0103 * Documentation and preservation of data and software required for detector development, e.g. test beam experiments. This will include a catalogue of MC data samples for the TDR, including the reference event generator data as well as full simulations data.
0104
0105 Based on our experience for data and analysis preservation for the TDR, we will inform the EICUG on possible strategies for data and analysis preservation at the EIC. In preparation for these discussions, we will develop expertise in state-of-the-art research data management systems such as Invenio RDM and community tools such as the HEPData portal. We will systematize the detector geometry description and documentation, with a focus on long-term preservation and expand our workflow tools for the TDR for management and preservation of software, data and detector characterization metrics.
0106
0107 **Participating institutions (alphabetical order)** ANL, BNL, JLab, SBU, UManitoba.
0108
0109 #### Interaction with the Software Tools {#interaction}
0110
0111 ##### Explore User-Centered Design {#usercentereddesign}
0112 All scientists of all levels, worldwide, should be enabled to actively participate in EIC simulations and analyses. To achieve this goal, we must develop simulation and analysis software using modern and advanced technologies while hiding that complexity .
0113
0114 In user-centered design the development of software is strongly informed by the requirements, environments, and characteristics of anticipated users. Early in the development process, users are included through surveys and focus groups. Throughout the development process, users participate in testing which informs the developers about where to focus attention or change technical approaches. This stands in contrast to some traditional software development practices where the users only play a role when development is completed.
0115
0116 While in smaller experimental collaborations it is easier to gain insight in user expectations without dedicated efforts, this is unlikely to be the case for the 1000+ international user community of the EIC. We anticipate that there will be a spectrum of user classes that will span from new undergraduate or graduate students to research software engineers. Our initial focus will be on actively including new students in the early software testing processes, since more advanced users are likely to be familiar with methodologies. However, even advanced users will be included since they may not accept some approaches that they may feel stifled by.
0117
0118 Our main focus toward the TDR will be the creation of a multi-tiered, representative test user base who will be contacted for early feedback on our software products.

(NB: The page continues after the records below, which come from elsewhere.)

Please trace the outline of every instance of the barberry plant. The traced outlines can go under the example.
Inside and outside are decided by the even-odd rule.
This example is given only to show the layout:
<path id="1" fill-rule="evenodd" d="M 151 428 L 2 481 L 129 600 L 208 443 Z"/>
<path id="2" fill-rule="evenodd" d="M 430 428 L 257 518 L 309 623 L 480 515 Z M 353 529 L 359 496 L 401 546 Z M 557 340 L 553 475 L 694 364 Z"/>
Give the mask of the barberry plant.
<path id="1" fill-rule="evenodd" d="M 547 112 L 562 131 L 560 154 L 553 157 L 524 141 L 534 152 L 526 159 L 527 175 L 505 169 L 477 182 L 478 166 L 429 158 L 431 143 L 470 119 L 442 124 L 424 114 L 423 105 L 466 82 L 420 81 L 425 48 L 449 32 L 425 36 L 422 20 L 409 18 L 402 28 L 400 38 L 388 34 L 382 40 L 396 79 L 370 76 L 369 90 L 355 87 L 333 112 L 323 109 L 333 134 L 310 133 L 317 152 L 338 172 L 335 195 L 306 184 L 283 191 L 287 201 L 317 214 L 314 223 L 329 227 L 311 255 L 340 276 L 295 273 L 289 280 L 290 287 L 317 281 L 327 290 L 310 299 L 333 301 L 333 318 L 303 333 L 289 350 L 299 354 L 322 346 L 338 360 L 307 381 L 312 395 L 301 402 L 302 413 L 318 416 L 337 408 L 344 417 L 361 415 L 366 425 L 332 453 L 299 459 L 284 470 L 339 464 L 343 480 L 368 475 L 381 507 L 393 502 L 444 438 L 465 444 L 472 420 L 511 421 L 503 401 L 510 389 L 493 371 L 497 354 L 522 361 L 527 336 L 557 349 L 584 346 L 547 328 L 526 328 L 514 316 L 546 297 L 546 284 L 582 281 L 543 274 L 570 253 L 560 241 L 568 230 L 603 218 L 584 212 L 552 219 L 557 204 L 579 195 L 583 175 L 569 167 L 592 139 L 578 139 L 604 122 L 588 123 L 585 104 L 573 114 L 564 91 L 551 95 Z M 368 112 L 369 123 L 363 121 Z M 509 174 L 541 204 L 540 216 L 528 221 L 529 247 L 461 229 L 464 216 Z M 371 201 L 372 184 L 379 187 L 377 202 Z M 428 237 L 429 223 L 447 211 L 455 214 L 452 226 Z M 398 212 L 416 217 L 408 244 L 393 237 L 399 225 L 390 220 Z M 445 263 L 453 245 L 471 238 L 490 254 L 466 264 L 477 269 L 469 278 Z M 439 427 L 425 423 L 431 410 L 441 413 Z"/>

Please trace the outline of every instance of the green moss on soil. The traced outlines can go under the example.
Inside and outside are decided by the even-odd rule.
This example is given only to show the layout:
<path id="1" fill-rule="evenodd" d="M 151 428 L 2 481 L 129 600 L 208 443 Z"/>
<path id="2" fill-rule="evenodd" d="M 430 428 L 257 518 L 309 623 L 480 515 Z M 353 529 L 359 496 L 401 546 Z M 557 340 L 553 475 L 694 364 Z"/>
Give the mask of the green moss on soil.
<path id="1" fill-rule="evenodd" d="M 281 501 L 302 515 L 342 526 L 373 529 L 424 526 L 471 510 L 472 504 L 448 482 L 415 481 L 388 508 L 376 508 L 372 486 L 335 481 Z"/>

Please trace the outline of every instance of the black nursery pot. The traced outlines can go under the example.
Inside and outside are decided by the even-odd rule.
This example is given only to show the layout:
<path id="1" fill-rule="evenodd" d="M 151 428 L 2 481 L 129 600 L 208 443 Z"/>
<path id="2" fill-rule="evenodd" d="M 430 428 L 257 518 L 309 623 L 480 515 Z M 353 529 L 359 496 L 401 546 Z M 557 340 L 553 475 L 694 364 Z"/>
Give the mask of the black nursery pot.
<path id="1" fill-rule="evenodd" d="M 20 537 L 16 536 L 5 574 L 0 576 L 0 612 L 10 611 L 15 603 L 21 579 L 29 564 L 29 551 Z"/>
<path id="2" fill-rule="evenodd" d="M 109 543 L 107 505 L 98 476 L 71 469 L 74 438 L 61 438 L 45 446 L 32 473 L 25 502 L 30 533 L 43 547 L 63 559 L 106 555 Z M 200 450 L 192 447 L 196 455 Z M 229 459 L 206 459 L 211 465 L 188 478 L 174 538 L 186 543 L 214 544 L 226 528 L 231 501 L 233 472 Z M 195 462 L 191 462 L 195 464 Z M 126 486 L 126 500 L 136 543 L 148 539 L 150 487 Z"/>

Instead of allowing self-selection (e.g. by using users who seek out new software), we will reach out to users instead. This will increase the likelihood of our software being tested by a representative cross-section of future users.
0119
0120 **Participating institutions (alphabetical order)** ANL, BNL, JLab, LANL, UManitoba.
0121
0122 ##### Discoverable Software {#discoverablesoftware}
0123
0124 Growing the active EIC user community requires building entry points for new users at all levels of experience. Experimental physicists often prefer to try out new software before reading documentation that describes the intended workflows. Thus, we have to make it easy for new users to discover which EIC software exists and make its use as intuitive as possible, starting from a single point of entry.
0125
0126 All our EIC software delivery mechanisms will need to behave consistently, whether they be individual user laptops and desktops, shared systems at universities and national labs, large scale HPC sites and distributed systems (e.g. Open Science Grid), cloud computing environments, and web interfaces. The EIC SWG is using Spack as the center of our software delivery strategy to these various systems. For networked systems we distribute a fully operational EIC environment at /cvmfs/eic.opensciencegrid.org. The software stack will also be available as containers (heavy-weight and cvmfs-integrated) and for continuous integration in GitHub workflows. Since users expect a consistent experience over time and across systems, we anticipate that the level of abstraction offered by Spack will be positively received.
0127
0128 As we have been working out the details of our Spack software delivery, we have not advertised these efforts to the wider EIC community, in part to ensure we have a stable working product and in part to avoid changing up workflows late in the YR process. We will be working on documentation which, as described above, will not replace discoverability of interfaces.
0129
0130 Our main focus toward the TDR will be completing the list of relevant software packages we are supporting, and automating the software packaging development, testing, and deployment process. Our goal towards project completion is to build out the community of contributors to the EIC Spack repository, where development activity will be automatically tested and deployed within less than 24 hours to the cvmfs and container systems.
0131
0132 **Participating institutions (alphabetical order)** ANL, BNL, EIC-India, JLab, UManitoba.
0133
0134 ##### Data Model {#datamodel}
0135
0136 Traditional data models in NP experiments are typically event-oriented and with deep hierarchies reflecting the logical detector arrangement. Considerations of interfacing efficiently to ML and other scientific software tools (such as the SciPy stack), accelerators and modern HPCs, as well as the envisioned streaming readout design for the DAQ, make it important to switch to flat data structures with a column-oriented design to achieve best performance.
0137
0138 To this end, for the preparation of the TDR we plan to define common input and output formats for the common software packages to facilitate easy exchange between software components, exchange of software modules, and data preservation.
0139
0140 For the completion of the EIC project, in close collaboration with the community involved in the readout design we will define data models suitable for streaming readout and the processing of streamed data in the analysis, both online and offline.
0141
0142 Generally, tools for validation and reference implementations will be made available.
0143
0144 **Participating institutions (alphabetical order)** ANL, BNL, EIC-India, INFN, JLab, OhioU, SBU.
0145
0146 ### Future Technologies {#futuretechnologies}
0147
0148 Software development is one of the most rapidly changing fields. Anticipating EIC running in the next decade, we should be open and do research on opportunities to productively apply new technologies and methods. In addition to working on [Common Projects](##commonprojects), we will explore emerging technologies and evaluate their relevance for the EIC. An examples of technologies is listed here:
0149
0150 * Artificial Intelligence (AI): AI/ML is one of today's game changing technologies. All aspects of developing and operating EIC accelerators and detectors, data processing, simulation and analysis can benefit from applications of various AI/ML methods. Research will be done to adopt and develop these technologies in our field.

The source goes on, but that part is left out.